Awesome
Celo ETL
Overview
Celo ETL allows you to setup an ETL pipeline in Google Cloud Platform for ingesting Celo blockchain data into BigQuery and Pub/Sub. It comes with CLI tools for exporting Celo data into convenient formats like CSVs and relational databases.
Architecture
-
The nodes are run in a Kubernetes cluster.
-
Airflow DAGs export and load Celo data to BigQuery daily. Refer to Celo ETL Airflow for deployment instructions.
-
Celo data is polled periodically from the nodes and pushed to Google Pub/Sub.

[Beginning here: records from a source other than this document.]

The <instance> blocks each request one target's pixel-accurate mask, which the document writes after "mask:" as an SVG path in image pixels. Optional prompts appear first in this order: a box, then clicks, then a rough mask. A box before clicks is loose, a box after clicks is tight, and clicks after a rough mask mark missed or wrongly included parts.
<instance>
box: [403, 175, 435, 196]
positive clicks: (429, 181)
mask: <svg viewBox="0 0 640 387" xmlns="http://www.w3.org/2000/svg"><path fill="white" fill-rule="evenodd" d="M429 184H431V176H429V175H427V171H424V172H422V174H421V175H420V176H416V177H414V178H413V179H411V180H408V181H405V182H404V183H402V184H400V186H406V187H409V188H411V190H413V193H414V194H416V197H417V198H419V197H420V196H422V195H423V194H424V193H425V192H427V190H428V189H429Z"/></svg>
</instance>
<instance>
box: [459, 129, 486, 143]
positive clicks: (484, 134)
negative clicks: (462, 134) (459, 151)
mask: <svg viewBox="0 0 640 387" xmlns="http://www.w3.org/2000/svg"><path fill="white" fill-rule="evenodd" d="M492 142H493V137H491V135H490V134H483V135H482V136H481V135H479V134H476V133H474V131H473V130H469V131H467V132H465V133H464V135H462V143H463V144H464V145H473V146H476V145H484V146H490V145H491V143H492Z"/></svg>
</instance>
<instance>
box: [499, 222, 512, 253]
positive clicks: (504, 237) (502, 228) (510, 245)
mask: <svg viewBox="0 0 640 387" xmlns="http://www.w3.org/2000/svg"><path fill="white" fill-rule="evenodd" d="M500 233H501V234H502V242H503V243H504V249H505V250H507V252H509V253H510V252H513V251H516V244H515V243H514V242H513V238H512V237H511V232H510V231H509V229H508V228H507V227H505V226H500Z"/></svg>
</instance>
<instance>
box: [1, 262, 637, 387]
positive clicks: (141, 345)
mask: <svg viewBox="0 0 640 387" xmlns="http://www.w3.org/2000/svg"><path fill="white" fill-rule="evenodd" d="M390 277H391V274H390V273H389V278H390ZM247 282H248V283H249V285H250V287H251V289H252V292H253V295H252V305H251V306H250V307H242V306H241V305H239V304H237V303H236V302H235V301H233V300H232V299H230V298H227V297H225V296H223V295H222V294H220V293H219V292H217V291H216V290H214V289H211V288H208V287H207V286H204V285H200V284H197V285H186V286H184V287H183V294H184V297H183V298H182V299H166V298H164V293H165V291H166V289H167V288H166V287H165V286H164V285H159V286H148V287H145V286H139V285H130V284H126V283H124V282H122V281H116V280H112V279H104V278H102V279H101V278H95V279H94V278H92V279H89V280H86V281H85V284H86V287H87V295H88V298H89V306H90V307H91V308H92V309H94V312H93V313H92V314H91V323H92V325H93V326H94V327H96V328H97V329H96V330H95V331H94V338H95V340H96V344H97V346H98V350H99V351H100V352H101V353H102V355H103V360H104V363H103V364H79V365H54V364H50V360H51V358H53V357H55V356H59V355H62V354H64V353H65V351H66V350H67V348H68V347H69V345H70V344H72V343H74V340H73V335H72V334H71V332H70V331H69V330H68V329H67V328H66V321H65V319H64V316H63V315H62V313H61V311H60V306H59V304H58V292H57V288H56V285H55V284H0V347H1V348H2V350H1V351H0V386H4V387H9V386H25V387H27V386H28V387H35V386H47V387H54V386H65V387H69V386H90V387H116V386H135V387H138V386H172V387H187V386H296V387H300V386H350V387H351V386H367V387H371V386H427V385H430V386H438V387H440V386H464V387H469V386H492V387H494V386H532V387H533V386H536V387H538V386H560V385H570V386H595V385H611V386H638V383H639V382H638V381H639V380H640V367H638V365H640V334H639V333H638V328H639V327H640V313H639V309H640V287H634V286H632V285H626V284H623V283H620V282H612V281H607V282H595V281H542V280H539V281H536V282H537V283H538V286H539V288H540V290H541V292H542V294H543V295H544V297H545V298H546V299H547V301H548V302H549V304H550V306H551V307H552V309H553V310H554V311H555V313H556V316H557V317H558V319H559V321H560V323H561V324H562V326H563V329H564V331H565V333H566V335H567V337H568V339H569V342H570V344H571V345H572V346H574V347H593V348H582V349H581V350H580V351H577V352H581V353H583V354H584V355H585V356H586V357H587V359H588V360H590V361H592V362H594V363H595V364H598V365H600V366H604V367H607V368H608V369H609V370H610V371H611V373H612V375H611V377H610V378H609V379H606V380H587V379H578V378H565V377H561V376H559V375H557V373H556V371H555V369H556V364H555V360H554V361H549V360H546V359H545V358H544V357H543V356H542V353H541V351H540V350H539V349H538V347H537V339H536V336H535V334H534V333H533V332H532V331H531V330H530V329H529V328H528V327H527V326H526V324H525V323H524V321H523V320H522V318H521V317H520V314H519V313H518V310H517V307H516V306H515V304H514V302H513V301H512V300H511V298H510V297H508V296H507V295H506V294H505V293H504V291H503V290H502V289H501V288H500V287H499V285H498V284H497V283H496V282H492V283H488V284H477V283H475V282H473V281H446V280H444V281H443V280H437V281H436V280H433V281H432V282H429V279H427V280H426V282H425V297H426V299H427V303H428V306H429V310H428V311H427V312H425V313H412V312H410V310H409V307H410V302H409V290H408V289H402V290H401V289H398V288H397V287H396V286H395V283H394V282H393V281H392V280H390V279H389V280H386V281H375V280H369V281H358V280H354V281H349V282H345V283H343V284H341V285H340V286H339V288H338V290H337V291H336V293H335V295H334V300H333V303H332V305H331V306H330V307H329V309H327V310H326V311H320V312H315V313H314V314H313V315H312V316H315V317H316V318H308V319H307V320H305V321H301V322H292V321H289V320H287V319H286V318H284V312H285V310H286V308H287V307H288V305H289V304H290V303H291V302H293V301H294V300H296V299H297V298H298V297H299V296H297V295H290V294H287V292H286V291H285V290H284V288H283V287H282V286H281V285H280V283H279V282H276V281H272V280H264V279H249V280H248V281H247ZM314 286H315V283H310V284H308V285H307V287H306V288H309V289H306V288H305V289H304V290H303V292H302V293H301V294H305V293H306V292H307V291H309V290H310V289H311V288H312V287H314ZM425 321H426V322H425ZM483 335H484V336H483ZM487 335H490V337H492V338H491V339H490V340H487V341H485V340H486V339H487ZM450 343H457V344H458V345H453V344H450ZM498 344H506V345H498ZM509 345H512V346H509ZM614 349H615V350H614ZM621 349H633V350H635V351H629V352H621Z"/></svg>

Refer to Celo ETL Streaming for deployment instructions.
-
Celo data is pulled from Pub/Sub, transformed and streamed to BigQuery. Refer to Celo ETL Dataflow for deployment instructions.
Setting Up
-
Follow the instructions in Celo ETL Airflow to deploy a Cloud Composer cluster for exporting and loading historical Celo data. It may take several days for the export DAG to catch up. During this time "load" and "verify_streaming" DAGs will fail.
-
Follow the instructions in Celo ETL Streaming to deploy the Streamer component. For the value in
last_synced_block.txt
specify the last block number of the previous day. You can query it in BigQuery:SELECT number FROM crypto_celo.blocks ORDER BY number DESC LIMIT 1
. -
Follow the instructions in Celo ETL Dataflow to deploy the Dataflow component. Monitor "verify_streaming" DAG in Airflow console, once the Dataflow job catches up the latest block, the DAG will succeed.